La leyenda fundacional
La historia de Guayente se remonta al año 1070. Según la tradición, una tarde el noble Hernando Azcón regresaba a su casa solariega en Liri tras pasar por Anciles, siguiendo la orilla izquierda del río Ésera. Al caer la noche, ya habiendo rebasado Eriste, escuchó voces que entonaban la Salve. Intrigado, retrocedió para cruzar el río y tomar el camino hacia Sahún, en dirección al lugar de donde procedía aquel canto.
Guiado por un misterioso resplandor, llegó a una pequeña cueva donde encontró una imagen de Nuestra Señora. Conmovido por el hallazgo, la llevó a Sahún para que fuera venerada, pero la imagen desapareció y volvió milagrosamente al lugar original. El suceso se repitió en dos ocasiones más, lo que llevó a Hernando Azcón a comprender que la Virgen deseaba permanecer en aquel punto. Así decidió construir una ermita para custodiar la imagen, iniciando así la historia del santuario.
Evolución arquitectónica
En sus orígenes, el santuario medieval de Guayente era una sencilla ermita. Con el paso de los siglos, entre los siglos XII y XVI, el edificio fue ampliándose hasta convertirse en el conjunto actual, compuesto por la iglesia y la residencia prioral.
La iglesia presenta planta regular y alberga ocho altares, destacando el altar mayor, presidido por un magnífico retablo renacentista. Esta obra de gran valor artístico muestra diez relieves en madera policromada que narran episodios de la vida de la Virgen María, acompañados de una talla central de la Virgen con el Niño, también policromada, que mantiene viva la devoción que dio origen al santuario.
La residencia prioral, anexa al templo, recuerda que este lugar no solo fue un espacio de culto, sino también un centro de vida religiosa y administración del patrimonio vinculado al santuario.
Valor cultural y devocional
El santuario de Guayente es mucho más que un edificio histórico. A lo largo de los siglos, ha sido punto de encuentro para peregrinos, escenario de celebraciones litúrgicas y destino de romerías que refuerzan la identidad cultural y religiosa de la comarca. Su leyenda y su ubicación, rodeada de naturaleza, lo convierten en un espacio donde se funden espiritualidad, arte e historia de Ribagorza.
Visita y acceso
Quien se pregunte qué ver en Guayente descubrirá un rincón lleno de encanto, ideal para los amantes del turismo religioso en Ribagorza.

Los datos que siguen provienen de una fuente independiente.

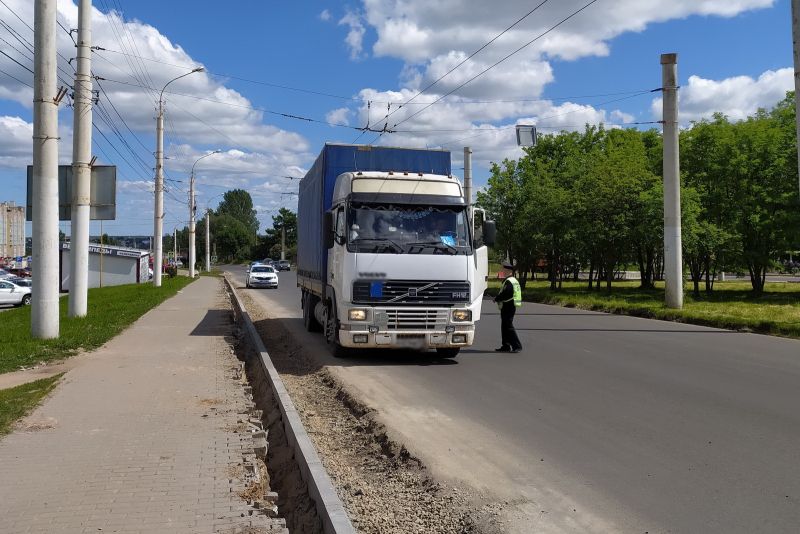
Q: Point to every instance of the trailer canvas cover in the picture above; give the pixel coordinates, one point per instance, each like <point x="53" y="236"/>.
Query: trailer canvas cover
<point x="316" y="190"/>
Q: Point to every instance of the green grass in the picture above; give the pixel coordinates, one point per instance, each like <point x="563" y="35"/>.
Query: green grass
<point x="732" y="305"/>
<point x="111" y="310"/>
<point x="17" y="402"/>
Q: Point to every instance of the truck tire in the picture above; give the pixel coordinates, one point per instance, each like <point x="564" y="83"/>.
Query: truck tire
<point x="309" y="321"/>
<point x="332" y="333"/>
<point x="447" y="352"/>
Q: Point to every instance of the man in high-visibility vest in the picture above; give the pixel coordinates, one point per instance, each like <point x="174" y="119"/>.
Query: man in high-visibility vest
<point x="509" y="299"/>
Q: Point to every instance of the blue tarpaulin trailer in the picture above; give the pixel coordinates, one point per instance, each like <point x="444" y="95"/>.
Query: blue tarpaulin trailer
<point x="316" y="191"/>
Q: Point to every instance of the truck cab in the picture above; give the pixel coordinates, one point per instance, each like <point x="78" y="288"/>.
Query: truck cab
<point x="405" y="266"/>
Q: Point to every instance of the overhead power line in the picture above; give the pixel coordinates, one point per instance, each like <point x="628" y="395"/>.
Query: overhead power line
<point x="493" y="65"/>
<point x="473" y="54"/>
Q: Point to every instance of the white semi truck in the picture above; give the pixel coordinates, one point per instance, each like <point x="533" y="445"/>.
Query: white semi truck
<point x="389" y="255"/>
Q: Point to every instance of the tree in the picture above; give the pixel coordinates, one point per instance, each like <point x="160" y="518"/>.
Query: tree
<point x="239" y="204"/>
<point x="287" y="219"/>
<point x="234" y="239"/>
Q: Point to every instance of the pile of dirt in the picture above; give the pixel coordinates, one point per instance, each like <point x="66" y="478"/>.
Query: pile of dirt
<point x="383" y="487"/>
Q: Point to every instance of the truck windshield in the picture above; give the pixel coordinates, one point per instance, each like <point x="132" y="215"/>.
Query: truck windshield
<point x="393" y="229"/>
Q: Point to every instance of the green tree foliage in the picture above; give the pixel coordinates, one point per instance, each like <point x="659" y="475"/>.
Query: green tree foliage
<point x="746" y="176"/>
<point x="594" y="200"/>
<point x="239" y="204"/>
<point x="269" y="244"/>
<point x="234" y="238"/>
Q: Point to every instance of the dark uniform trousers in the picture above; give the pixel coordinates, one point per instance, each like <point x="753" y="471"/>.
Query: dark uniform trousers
<point x="507" y="331"/>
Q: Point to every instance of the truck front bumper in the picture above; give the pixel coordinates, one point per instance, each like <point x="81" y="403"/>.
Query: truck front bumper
<point x="408" y="339"/>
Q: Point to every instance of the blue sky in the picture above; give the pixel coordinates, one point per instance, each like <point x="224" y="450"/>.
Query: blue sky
<point x="734" y="56"/>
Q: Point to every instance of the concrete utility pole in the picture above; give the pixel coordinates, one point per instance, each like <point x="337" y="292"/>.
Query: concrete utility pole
<point x="44" y="302"/>
<point x="468" y="177"/>
<point x="158" y="211"/>
<point x="796" y="43"/>
<point x="192" y="217"/>
<point x="81" y="168"/>
<point x="673" y="254"/>
<point x="283" y="240"/>
<point x="208" y="244"/>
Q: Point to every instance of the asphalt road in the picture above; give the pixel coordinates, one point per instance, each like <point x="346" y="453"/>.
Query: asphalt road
<point x="603" y="423"/>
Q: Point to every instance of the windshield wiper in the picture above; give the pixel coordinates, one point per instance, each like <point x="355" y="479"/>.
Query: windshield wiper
<point x="378" y="242"/>
<point x="439" y="245"/>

El acceso puede realizarse a pie desde Sahún, disfrutando de un agradable paseo, o en coche, tomando un desvío entre Sahún y Eriste.
El entorno, con vistas al valle y a las cumbres pirenaicas, completa una experiencia que une la contemplación del patrimonio con la belleza del paisaje, haciendo del santuario de Guayente una parada imprescindible para quienes visiten esta zona del Pirineo aragonés.